Los ciudadanos están rabiosos porque el mundo ha cambiado sin su participación y sin su consentimiento. Y, ahora, se sienten excluidos del juego. Más aún, se creen expulsados. Están rabiosos porque creen que les han negado hasta el derecho a ser pobres, pues hoy hay otros que son más pobres todavía. Es muy difícil no sentirse un pringado cuando no se es nada, ni rico, ni pobre, ni jefe de uno mismo, ni empleado de nadie, ni verdadero propietario de lo suyo, ni desposeído auténtico.

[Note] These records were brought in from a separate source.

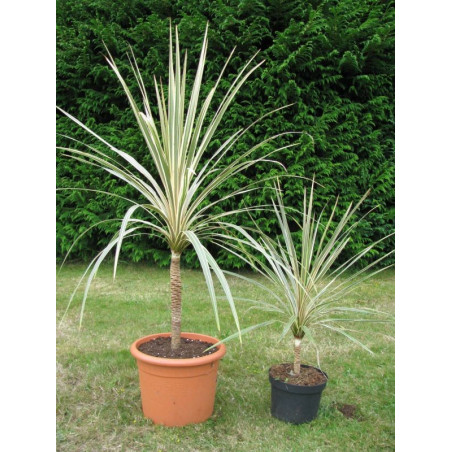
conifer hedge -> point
(333, 60)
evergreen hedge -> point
(333, 60)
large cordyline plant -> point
(177, 202)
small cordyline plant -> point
(305, 289)
(177, 202)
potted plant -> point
(177, 387)
(304, 294)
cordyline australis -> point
(177, 205)
(305, 289)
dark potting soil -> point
(309, 376)
(189, 348)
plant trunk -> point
(176, 300)
(297, 350)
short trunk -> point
(176, 300)
(297, 350)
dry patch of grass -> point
(98, 399)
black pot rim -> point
(296, 388)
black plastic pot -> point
(295, 404)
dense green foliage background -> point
(333, 60)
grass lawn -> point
(98, 397)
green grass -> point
(98, 398)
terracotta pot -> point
(176, 392)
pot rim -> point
(288, 387)
(178, 362)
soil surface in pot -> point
(309, 376)
(189, 348)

Están rabiosos porque todo lo que han heredado, un mundo y una manera de ver el mundo, ya no sirve para legárselo a sus descendientes. Se ha quedado obsoleto. Son los parias de una civilización que se ha extinguido y están dispuestos a entrar a saco en las ruinas de sus símbolos llenos de rabia. Eso fue lo que pasó en el Capitolio cuando Donald Trump perdió las elecciones en 2021.
Pero ahora Donald Trump ha vuelto otra vez y se ha constituido definitivamente en el principal representante de esta manera de sentir. Y, sobre todo, también es quien la inocula. Un tipo que ha hecho su fortuna con los negocios inmobiliarios y que manda en un mundo donde el derecho a la vivienda ha sido pulverizado, donde conseguir una vivienda cuesta la vida, incluso físicamente. Una cosa es consecuencia de la otra, por supuesto.

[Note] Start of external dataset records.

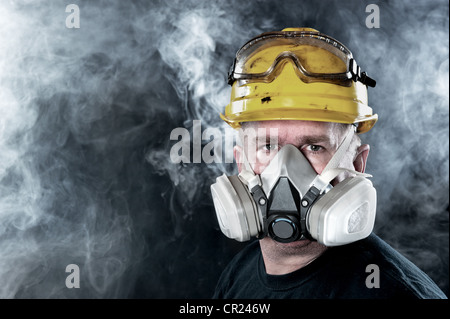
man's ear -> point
(237, 152)
(360, 160)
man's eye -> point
(270, 147)
(314, 148)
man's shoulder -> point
(241, 269)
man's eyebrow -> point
(267, 139)
(314, 139)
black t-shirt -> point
(340, 272)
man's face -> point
(318, 141)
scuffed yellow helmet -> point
(298, 74)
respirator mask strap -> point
(331, 170)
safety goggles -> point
(316, 57)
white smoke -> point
(86, 115)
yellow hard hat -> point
(298, 74)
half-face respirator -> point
(289, 201)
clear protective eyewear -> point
(317, 58)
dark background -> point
(85, 122)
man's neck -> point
(280, 259)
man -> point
(300, 101)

La oligarquía ha instaurado sus gobiernos tildando de élites a quienes viven en las barracas. A impartir doctrina lo llaman libertad de expresión, y al mismo tiempo persiguen, prohíben y cancelan cualquier actividad que cuestione sus doctrinas. Los oligarcas lo han convertido todo en doctrina, y hasta sus enemigos compran su juego y hacen lo mismo. Los oligarcas, y más aún sus adeptos, se erigen en víctimas de su sistema para que no veamos a las víctimas verdaderas. De tal modo, creemos que la causa de nuestra pobreza es la pobreza de otros más pobres, y no la opulencia de los oligarcas. Los oligarcas son máquinas de crear irreversibles víctimas sociales, económicas, políticas. Política. La oligarquía quiere acabar con la política para acabar de una vez por todas con el corazón de la gente.